I created an experimental branch that adds -t
to set a timeout (in seconds).
@turip. Let me know if this change seems to solve the problem.
To build:
git fetch origin restart-timeout
git checkout restart-timeout
./configure
make
Thank you, this works great. 💯
I have used this simple app to emulate the hanging cleanup handlers: https://gist.github.com/turip/c2969e4a5e78cc4cc58f731c3fee531f
# without -t the test go app hangs:
root@e0009a12c0a2:/test# touch "/.restart-proc" && echo "/.restart-proc" | ./entr/entr -rz ./testhanging
2023-08-18 07:25:21.904459865 +0000 UTC m=+0.000222000 application starting
2023-08-18 07:25:21.905361362 +0000 UTC m=+0.001123456 awaiting signal
# In a separate shell: date > /.restart-proc
2023-08-18 07:25:27.660574057 +0000 UTC m=+5.756336234 recevied terminated
# with -t it receives the kill signal
root@e0009a12c0a2:/test# touch "/.restart-proc" && echo "/.restart-proc" | ./entr/entr -rz -t 5 ./testhanging
2023-08-18 07:25:07.293147418 +0000 UTC m=+0.000212959 application starting
2023-08-18 07:25:07.293347959 +0000 UTC m=+0.000413500 awaiting signal
# In a separate shell: date > /.restart-proc
2023-08-18 07:25:09.273900701 +0000 UTC m=+1.980966284 recevied terminated
# application killed as expected
2023-08-18 07:25:14.276496949 +0000 UTC m=+0.000162834 application starting
2023-08-18 07:25:14.277028281 +0000 UTC m=+0.000694124 awaiting signal
Can you, please tag a new release with this new feature if you have the time?
This test program was actually very helpful!
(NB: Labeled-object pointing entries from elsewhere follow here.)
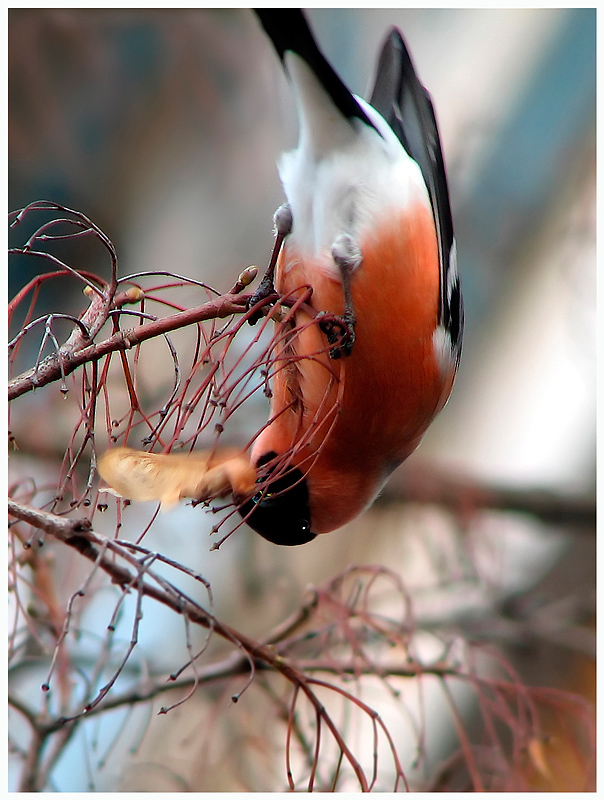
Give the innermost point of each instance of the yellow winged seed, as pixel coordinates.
(169, 477)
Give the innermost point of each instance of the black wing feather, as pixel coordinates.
(288, 29)
(406, 106)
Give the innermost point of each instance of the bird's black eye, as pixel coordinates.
(280, 513)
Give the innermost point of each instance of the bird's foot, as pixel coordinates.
(283, 224)
(340, 333)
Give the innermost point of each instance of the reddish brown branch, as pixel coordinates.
(70, 358)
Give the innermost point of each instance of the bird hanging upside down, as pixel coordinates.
(364, 365)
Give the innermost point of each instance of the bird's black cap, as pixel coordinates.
(280, 512)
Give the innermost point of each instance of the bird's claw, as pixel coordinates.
(264, 291)
(340, 333)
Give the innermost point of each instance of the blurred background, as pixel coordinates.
(164, 127)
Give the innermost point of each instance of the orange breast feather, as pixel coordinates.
(375, 405)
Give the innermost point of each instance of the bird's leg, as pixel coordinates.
(283, 225)
(340, 330)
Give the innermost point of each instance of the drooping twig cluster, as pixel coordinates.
(356, 635)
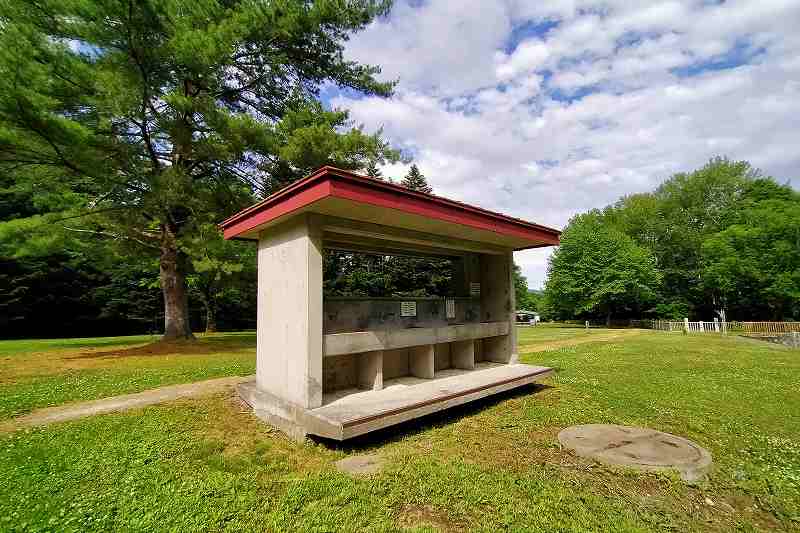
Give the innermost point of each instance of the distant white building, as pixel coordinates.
(527, 317)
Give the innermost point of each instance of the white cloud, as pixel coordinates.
(544, 124)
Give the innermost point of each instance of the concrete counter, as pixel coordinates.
(367, 341)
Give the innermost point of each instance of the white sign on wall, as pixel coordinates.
(408, 308)
(450, 306)
(474, 289)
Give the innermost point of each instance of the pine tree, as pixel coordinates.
(373, 171)
(416, 181)
(163, 116)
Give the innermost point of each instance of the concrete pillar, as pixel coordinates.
(421, 361)
(289, 352)
(462, 354)
(498, 304)
(370, 370)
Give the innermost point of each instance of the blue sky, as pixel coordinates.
(542, 110)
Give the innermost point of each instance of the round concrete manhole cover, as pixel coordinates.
(641, 448)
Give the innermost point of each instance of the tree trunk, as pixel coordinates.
(211, 316)
(173, 286)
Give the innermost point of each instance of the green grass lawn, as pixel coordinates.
(207, 464)
(43, 373)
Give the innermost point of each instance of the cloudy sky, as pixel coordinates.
(543, 109)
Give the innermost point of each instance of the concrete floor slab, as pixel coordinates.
(635, 447)
(352, 412)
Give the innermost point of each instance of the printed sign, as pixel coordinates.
(474, 289)
(408, 308)
(450, 306)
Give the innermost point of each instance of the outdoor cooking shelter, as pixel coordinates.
(342, 367)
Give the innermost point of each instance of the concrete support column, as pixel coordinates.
(370, 370)
(497, 304)
(289, 353)
(421, 361)
(462, 354)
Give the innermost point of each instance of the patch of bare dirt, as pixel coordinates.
(427, 515)
(189, 347)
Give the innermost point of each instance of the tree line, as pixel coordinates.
(129, 129)
(723, 240)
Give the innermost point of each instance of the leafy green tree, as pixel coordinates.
(416, 181)
(689, 207)
(155, 113)
(753, 265)
(525, 299)
(598, 271)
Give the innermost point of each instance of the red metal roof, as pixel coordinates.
(333, 182)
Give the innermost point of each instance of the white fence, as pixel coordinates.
(748, 328)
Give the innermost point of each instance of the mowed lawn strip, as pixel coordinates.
(208, 464)
(46, 373)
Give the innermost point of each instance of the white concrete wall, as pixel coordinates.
(289, 360)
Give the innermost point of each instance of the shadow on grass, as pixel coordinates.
(390, 434)
(201, 346)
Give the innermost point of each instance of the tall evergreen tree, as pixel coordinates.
(373, 170)
(162, 116)
(416, 181)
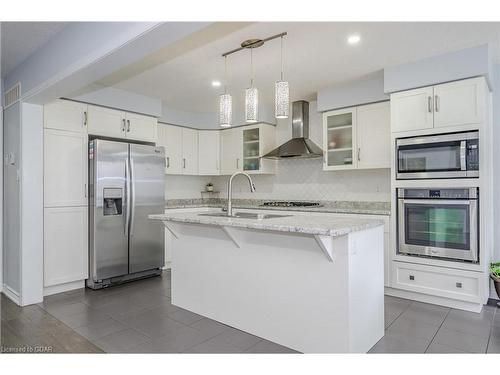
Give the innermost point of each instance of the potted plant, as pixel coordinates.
(495, 276)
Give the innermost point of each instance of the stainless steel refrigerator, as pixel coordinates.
(126, 184)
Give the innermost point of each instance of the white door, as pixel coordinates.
(412, 110)
(231, 151)
(170, 137)
(106, 122)
(209, 152)
(65, 247)
(189, 151)
(65, 115)
(65, 168)
(458, 103)
(373, 130)
(141, 128)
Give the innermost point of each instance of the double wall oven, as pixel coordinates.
(441, 223)
(438, 222)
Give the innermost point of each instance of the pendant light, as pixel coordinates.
(251, 97)
(225, 103)
(282, 94)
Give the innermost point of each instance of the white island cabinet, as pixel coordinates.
(309, 282)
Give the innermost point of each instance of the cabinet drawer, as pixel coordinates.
(438, 281)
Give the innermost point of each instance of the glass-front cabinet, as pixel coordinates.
(339, 133)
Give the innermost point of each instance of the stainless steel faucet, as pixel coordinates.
(230, 190)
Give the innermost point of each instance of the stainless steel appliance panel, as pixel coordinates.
(438, 156)
(108, 208)
(147, 186)
(439, 223)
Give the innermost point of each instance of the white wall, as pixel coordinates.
(466, 63)
(296, 178)
(11, 198)
(362, 92)
(120, 99)
(31, 204)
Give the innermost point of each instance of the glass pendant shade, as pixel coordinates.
(225, 110)
(282, 99)
(252, 105)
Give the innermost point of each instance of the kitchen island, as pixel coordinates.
(309, 282)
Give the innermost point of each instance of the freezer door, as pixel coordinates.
(108, 208)
(146, 244)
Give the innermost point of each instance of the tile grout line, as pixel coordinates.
(434, 336)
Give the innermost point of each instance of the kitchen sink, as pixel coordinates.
(245, 215)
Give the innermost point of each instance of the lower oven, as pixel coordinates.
(441, 223)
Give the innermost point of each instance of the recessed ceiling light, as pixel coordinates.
(353, 39)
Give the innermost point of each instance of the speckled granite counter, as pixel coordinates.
(368, 208)
(310, 224)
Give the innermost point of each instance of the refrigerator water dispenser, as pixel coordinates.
(112, 204)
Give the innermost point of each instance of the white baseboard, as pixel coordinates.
(66, 287)
(11, 294)
(435, 300)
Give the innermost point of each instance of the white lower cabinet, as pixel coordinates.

I was trying to write a system test in shell
#!/bin/sh
trap 'echo "caught signal"; exit' TERM
echo "running"; sleep 60
entr
is able to restart this even though it catches SIGTERM
because entr
does not simply signal the child process: it creates a process group and signals the process group with killpg(3)
.
Since your test program is a single binary, it is able to catch the signal and block until SIGKILL
is sent.
I won't be cutting a new release with this feature very soon--I want to think more about how it should integrate with #121 since they are related.
As I noted in the #121 the timeout(1) utility already seems to have the features we need
entr -r timeout -k 4 0 ./catch
Except -k
doesn't seem to work, instead of waiting for the specified period of time it sends SIGKILL
immediately
-k time, --kill-after=time
Send a second signal, SIGKILL, if the command is still running
time after the first signal was sent.